Base moléculaire de la régénération des cellules ciliées
Il est essentiel de comprendre le contexte moléculaire sous-jacent à la différenciation et à la régénération des cellules ciliées si nous voulons développer des thérapies pour traiter les troubles vestibulaires.
La  » voie de signalisation Notch » est particulièrement importante dans le processus de développement des cellules ciliées chez les embryons. Le Dr Stone et son équipe ont montré que cette voie inhibe la production d’un facteur de transcription clé de base hélice-boucle-hélice qui active la différenciation des cellules ciliées, appelé homologue atonal 1 (Atoh1).
Au cours du développement embryonnaire, les protéines de signalisation se lient au récepteur « Notch », situé sur des cellules indifférenciées, activant des enzymes qui clivent le récepteur.
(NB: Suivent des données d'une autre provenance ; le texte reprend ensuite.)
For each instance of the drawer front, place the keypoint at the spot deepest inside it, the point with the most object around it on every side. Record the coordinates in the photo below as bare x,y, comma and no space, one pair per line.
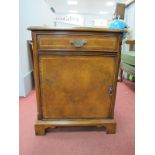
76,86
78,42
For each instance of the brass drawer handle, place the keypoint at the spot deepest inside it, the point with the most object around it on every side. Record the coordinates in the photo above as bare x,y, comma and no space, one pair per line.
78,43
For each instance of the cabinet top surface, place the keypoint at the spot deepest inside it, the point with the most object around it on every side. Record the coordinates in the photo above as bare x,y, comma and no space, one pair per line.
38,28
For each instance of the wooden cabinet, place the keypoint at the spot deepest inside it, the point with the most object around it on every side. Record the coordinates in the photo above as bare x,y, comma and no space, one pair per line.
76,73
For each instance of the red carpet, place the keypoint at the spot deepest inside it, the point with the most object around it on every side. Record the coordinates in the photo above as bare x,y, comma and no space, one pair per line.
80,141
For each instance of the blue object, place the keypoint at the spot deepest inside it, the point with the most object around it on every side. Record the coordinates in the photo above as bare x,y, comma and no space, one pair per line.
117,24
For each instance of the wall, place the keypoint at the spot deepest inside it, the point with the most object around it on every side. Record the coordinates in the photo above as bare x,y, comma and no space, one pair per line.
32,13
130,19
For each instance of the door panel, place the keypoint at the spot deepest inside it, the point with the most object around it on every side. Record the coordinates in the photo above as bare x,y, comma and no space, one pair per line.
76,86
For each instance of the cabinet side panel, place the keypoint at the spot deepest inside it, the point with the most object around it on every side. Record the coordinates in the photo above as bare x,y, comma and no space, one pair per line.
36,76
117,65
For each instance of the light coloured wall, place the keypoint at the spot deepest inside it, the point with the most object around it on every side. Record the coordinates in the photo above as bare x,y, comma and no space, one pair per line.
32,13
130,19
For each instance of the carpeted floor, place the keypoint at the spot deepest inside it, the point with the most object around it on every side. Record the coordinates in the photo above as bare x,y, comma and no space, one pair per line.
80,141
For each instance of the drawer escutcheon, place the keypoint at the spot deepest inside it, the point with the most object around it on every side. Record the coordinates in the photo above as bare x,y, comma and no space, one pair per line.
78,43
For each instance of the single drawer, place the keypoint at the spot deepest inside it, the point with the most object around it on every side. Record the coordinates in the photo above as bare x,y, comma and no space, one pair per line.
78,42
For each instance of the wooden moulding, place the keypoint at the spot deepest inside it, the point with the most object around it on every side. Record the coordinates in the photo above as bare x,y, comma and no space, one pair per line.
42,125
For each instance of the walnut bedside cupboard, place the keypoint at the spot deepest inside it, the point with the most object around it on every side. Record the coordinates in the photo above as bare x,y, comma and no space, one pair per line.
76,72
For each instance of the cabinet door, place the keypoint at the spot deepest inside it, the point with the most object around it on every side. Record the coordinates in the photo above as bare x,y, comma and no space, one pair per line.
76,86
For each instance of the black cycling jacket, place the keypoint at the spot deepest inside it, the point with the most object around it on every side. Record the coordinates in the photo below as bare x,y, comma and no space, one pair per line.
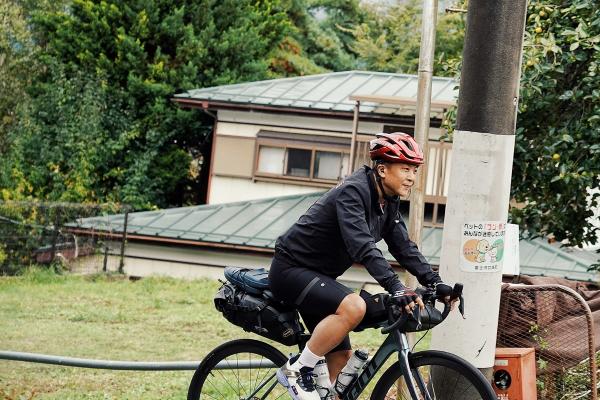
343,226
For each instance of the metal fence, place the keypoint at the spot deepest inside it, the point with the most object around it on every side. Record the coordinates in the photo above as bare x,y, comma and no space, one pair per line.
557,322
59,234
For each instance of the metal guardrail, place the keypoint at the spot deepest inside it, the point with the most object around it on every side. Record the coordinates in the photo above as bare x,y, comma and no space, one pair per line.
127,365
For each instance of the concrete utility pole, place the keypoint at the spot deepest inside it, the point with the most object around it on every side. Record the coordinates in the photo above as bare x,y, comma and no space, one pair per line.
479,186
422,122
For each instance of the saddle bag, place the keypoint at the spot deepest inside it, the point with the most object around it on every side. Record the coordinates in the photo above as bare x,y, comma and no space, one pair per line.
245,302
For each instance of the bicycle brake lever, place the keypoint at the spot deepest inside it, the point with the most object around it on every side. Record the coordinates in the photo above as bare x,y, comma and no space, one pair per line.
416,315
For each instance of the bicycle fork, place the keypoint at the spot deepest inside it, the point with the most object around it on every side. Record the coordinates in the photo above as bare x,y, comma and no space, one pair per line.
412,378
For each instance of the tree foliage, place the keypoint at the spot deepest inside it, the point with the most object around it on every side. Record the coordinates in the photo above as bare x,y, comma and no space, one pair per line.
100,125
389,40
557,153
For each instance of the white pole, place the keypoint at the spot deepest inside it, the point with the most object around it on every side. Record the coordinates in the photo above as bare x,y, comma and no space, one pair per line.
479,186
353,139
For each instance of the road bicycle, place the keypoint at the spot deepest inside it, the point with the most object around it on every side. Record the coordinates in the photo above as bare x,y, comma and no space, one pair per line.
246,368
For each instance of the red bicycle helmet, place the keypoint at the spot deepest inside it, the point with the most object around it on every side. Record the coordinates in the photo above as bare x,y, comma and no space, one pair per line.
396,147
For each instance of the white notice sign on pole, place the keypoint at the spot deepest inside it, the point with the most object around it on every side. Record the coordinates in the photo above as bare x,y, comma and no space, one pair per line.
482,248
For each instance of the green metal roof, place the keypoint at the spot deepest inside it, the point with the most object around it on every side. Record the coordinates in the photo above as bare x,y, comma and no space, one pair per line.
257,224
328,92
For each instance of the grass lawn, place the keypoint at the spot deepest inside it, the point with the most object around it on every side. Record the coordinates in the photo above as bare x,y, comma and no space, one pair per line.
112,318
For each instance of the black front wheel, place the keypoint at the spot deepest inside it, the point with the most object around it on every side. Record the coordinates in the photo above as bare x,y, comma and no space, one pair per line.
240,369
439,376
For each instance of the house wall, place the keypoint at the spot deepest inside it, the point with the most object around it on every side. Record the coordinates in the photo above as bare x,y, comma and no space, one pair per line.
234,158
Par la suite, la protéine clivée active des gènes codant pour d’autres protéines qui inhibent Atoh1.
Pour déterminer si Atoh1 est réactivé après une perte de cellules ciliées vestibulaires, le Dr Stone et son équipe ont réalisé une étude sur des utricles de souris adultes (un organe présent dans le système vestibulaire), dans lesquels les cellules ciliées avaient été détruites à l’aide de néomycine. Fait intéressant, l’équipe a détecté l’expression d’Atoh1 dans les cellules de soutien 4 jours après le traitement à la néomycine. Ces cellules de support ont ensuite subi une transdifférenciation directe pour former des cellules ciliées très primitives.
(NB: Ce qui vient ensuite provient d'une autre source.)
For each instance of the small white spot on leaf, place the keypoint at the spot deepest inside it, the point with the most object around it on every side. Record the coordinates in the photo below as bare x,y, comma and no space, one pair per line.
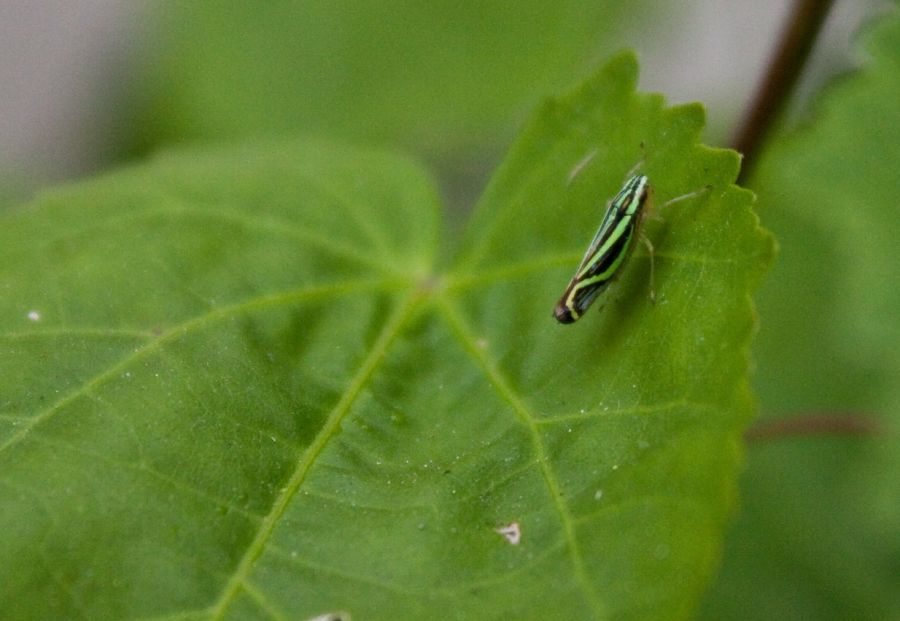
511,532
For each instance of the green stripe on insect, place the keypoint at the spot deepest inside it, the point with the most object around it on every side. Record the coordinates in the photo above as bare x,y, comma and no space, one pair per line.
608,251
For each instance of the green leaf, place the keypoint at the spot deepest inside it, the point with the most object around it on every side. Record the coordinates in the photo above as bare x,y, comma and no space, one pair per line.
237,384
440,77
818,536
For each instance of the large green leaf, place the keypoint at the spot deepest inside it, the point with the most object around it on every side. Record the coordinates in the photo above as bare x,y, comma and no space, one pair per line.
238,384
818,537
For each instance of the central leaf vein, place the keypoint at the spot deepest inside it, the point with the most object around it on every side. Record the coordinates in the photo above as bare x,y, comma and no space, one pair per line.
490,369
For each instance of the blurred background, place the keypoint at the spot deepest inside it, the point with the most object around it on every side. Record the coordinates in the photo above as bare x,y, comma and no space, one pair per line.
89,84
86,83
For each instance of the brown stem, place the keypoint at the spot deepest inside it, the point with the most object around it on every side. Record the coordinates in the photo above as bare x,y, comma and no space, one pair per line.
821,424
797,40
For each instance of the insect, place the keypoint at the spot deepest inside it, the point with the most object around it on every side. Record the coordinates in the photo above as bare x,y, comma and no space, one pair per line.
609,250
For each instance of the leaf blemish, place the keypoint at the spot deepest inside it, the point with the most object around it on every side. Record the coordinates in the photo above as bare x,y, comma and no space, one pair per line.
511,532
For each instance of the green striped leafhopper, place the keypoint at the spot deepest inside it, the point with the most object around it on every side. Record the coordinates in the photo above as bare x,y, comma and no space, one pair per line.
609,250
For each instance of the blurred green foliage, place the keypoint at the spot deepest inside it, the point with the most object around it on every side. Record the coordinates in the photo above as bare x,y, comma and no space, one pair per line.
819,534
445,79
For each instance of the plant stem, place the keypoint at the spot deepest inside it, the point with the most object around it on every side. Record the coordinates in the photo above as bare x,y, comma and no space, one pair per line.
812,425
784,71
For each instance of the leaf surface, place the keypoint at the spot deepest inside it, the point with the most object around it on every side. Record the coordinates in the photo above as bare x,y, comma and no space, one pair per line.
238,383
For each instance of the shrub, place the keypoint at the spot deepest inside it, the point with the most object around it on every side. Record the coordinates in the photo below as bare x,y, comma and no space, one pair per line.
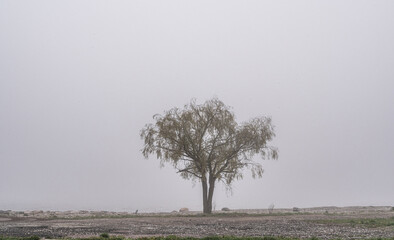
104,235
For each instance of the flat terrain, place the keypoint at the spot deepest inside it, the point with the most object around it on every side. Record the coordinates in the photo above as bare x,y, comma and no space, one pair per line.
324,223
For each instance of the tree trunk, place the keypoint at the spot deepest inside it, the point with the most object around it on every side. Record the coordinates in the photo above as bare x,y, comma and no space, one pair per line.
207,194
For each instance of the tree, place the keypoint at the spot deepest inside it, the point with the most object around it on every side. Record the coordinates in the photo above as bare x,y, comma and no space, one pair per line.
205,143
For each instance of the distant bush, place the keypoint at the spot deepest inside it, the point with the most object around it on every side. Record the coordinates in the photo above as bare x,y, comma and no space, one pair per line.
104,235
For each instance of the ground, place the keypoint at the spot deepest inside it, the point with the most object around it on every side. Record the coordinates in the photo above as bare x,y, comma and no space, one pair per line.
324,223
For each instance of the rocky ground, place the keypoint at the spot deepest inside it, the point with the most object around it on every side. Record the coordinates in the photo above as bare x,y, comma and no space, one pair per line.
302,223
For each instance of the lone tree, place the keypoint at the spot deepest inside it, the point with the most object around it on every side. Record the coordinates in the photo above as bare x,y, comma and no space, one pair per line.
205,143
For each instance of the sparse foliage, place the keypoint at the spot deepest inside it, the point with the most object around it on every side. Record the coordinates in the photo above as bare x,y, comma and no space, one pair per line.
205,143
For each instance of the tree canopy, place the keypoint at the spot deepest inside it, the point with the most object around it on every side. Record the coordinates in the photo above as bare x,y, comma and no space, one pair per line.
204,142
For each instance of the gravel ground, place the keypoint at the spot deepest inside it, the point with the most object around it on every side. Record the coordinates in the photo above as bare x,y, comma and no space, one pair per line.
303,225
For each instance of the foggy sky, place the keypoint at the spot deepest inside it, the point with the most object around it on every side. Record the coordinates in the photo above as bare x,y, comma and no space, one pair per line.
79,79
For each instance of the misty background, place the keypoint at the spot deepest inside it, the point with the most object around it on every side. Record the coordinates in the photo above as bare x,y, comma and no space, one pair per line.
79,79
De plus, le Dr Stone a montré une inhibition de la voie Notch qui a entraîné une augmentation des niveaux d’Atoh1, et les cellules de soutien ont progressé vers des stades ultérieurs de différenciation des cellules ciliées. Encore une fois, cependant, ces nouvelles cellules ciliées n’étaient pas entièrement fonctionnelles – elles manquaient de maturation et d’innervation des faisceaux de cheveux. Le Dr Stone travaille avec un consortium de scientifiques internationaux, le Hearing Restoration Project, financé par la Hearing Health Foundation, pour déterminer des signaux supplémentaires qui régulent la régénération des cellules ciliées chez les souris adultes.
Recherches futures
Les recherches du Dr Stone sont extrêmement prometteuses, indiquant que les cellules ciliées adultes de mammifères ont le potentiel de se régénérer via la conversion phénotypique des cellules de support. Cependant, de nombreuses questions restent sans réponse. Par exemple, quels sont les processus moléculaires impliqués dans la régulation de la maturation des cellules ciliées? Existe-t-il des moyens d’initier la régénération des cellules ciliées de type I? Et quels mécanismes moléculaires sous-tendent la diversité des cellules vestibulaires ?
Surmonter ces obstacles nous permettra de faire un pas de plus vers le développement de thérapies de remplacement des cellules ciliées utilisées pour traiter les troubles vestibulaires et améliorer la vie de milliers de personnes atteintes.